インボイスは「商業用の賃貸」と「不動産売買」への影響が大きい

不動産業のなかで、インボイス制度で大きな影響を受けるのは、商業用不動産賃貸と不動産売買です。商業用賃貸料や仲介手数料は、消費税の課税対象となるため、影響を受けます。住宅用賃貸料は、消費税の課税対象ではないため、ほとんど影響を受けていません。

インボイス制度が影響する賃貸や不動産取引

インボイス制度の影響を受けている不動産業は先に述べた通りです。ここでは、具体的にどのような影響を受けているかを解説します。

店舗や事務所などのテナント

店舗や事務所、商業施設などを貸し出している場合は、賃料が消費税の対象となっているため、インボイス制度の影響を受けています。貸主がインボイス発行事業者に登録していないと、借主は仕入税額控除の適用を受けられません。

貸し倉庫や商用の駐車場

貸し倉庫や商用の駐車場の賃貸料は、消費税の課税対象です。消費税が課税されるとインボイス制度の影響を受けます。貸主の法人や個人が、インボイス発行事業者に登録していないと、借主は仕入税額控除の適用を受けられません。

太陽光発電パネルや基地局アンテナ

太陽光発電の売電料金や携帯電話のアンテナ基地局の収入は、消費税の課税対象です。これらの事業者に、土地を貸して収入を得ている場合は、借主である事業者からインボイスの発行を求められます。

不動産の売買取引

不動産の売買取引では、建物の買主が自社で使用する不動産を購入する場合は、仕入税額控除の適用を受けるためにインボイスが必要です。不動産の消費税は高額になることが多いため、売主はインボイスの発行を求められます。

不動産取引における仲介手数料

不動産取引における仲介手数料は、消費税の課税対象です。不動産仲介業者は、仲介手数料を支払った法人や個人から、インボイスの発行を求められます。貸主と借主の双方から仲介手数料を得ている場合は、双方から発行を求められます。

住宅の賃貸は非課税取引のためインボイスの影響はなし

居住用で、個人向けのアパートやマンションを貸し出している場合の賃料は、消費税が非課税です。
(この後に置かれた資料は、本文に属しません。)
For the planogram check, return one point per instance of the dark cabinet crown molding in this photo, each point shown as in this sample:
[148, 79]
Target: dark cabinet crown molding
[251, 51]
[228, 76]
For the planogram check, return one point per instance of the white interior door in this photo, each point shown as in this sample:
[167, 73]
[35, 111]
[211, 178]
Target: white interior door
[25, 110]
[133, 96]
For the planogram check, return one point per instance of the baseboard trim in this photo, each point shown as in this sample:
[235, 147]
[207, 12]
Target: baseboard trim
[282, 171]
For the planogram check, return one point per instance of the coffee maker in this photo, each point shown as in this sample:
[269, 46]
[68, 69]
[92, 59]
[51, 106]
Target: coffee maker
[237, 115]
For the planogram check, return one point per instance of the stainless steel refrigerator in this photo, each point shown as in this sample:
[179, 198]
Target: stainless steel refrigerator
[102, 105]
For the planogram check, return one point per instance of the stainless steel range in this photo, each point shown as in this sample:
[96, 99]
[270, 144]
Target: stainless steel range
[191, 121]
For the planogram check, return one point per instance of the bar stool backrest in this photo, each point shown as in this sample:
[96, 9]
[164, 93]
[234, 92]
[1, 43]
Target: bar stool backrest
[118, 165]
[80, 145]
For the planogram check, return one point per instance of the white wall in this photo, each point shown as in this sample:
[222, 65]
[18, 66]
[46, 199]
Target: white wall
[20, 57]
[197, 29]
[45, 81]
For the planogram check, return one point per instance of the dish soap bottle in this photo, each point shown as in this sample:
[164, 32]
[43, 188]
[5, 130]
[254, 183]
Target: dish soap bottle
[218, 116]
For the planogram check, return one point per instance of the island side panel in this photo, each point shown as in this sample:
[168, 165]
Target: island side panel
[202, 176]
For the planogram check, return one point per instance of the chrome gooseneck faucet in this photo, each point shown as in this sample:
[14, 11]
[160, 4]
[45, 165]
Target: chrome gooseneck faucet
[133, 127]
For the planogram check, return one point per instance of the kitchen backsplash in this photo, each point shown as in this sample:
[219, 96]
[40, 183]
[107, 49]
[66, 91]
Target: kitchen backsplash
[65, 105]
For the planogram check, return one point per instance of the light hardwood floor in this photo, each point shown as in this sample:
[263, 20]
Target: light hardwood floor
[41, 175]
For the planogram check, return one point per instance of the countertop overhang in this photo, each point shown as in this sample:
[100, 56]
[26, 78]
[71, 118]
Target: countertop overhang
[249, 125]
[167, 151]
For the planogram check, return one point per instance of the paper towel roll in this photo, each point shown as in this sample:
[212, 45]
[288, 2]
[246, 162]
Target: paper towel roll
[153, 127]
非課税であれば、賃料に関しては、インボイス制度の影響はありません。また、社宅として法人に貸し出している場合も非課税です。ただし、賃貸住宅経営では、さまざまな取引があります。必要に応じてインボイスを発行するケースもあれば、発行してもらわなければならないケースもあるでしょう。

不動産オーナー(個人事業主含む)がインボイスで対応する必要があること

不動産のオーナーには、免税事業者やインボイス発行事業者に登録していないケースが少なくありません。そのオーナーが、課税事業者向けに店舗などを貸し出しているケースもあります。しかし、インボイスを発行しなければ、借主が仕入税額控除の適用を受けられません。これにより、借主の負担が大きくなるため、借主が移転を検討する可能性が高まります。

不動産業のインボイス登録の判断方法

不動産業が、インボイス発行事業者に登録するかどうかの判断は簡単ではありません。ここでは、その判断方法を解説します。

インボイス登録が不要なケース

インボイス発行事業者として、登録しなくてもよいケースは、課税売上がない免税事業者です。免税事業者とは、課税売上高が1千万円以下であり、納税が免除されている事業者をさします。免税事業者であっても、インボイス発行事業者の登録は可能です。しかし、取り扱い物件が居住用のみであったり、借主が免税事業のみだったりする場合は登録の必要がありません。

インボイス登録が必要なケース

免税事業者であっても、インボイス発行事業者登録が必要なケースは少なくありません。不動産業に絞れば、借主に課税事業者がいる場合です。課税事業者は、インボイスがなければ、消費税の仕入税額控除の適用が受けられません。インボイスを発行しなければ、借主が損をすることになるので、登録が必要となるでしょう。また、不動産業として、競争力を高めたい場合も登録が必要です。

不動産業で利用できるインボイス特例

インボイス制度では、負担軽減措置として2つの特例が設けられています。ここでは、その特例を紹介します。

2割特例

免税事業者が、インボイス発行事業者として登録すれば、課税事業者となります。その場合は、免税事業者がこれまで納めていなかった消費税を納税しなければなりません。その負担を軽減するために、特例が設けられており、内容は次のようになります。

  • 消費税を売上税額の2割まで軽減
  • 適用期間は2023年10月1日から2026年9月30日

媒介者交付特例

媒介者交付特例とは、委託販売などの場合に受託事業者が、委託者に代わってインボイスを発行できる制度です。不動産業にあてはめると、受託事業者が不動産業者であり、委託者は不動産オーナーです。特例の内容は、次のようになります。

  • 不動産業者の名義でインボイスの発行が可能
  • 要件として不動産業者と貸主がインボイス発行事業者登録を済ませている

まとめ

インボイス制度は、不動産業に少なからず影響を与えています。特に、商業用賃貸や不動産売買では大きな影響となり、これからも影響が拡大するかもしれません。免税事業者である不動産オーナーが、課税事業者(インボイス発行事業者)にならなければならないケースも少なくないでしょう。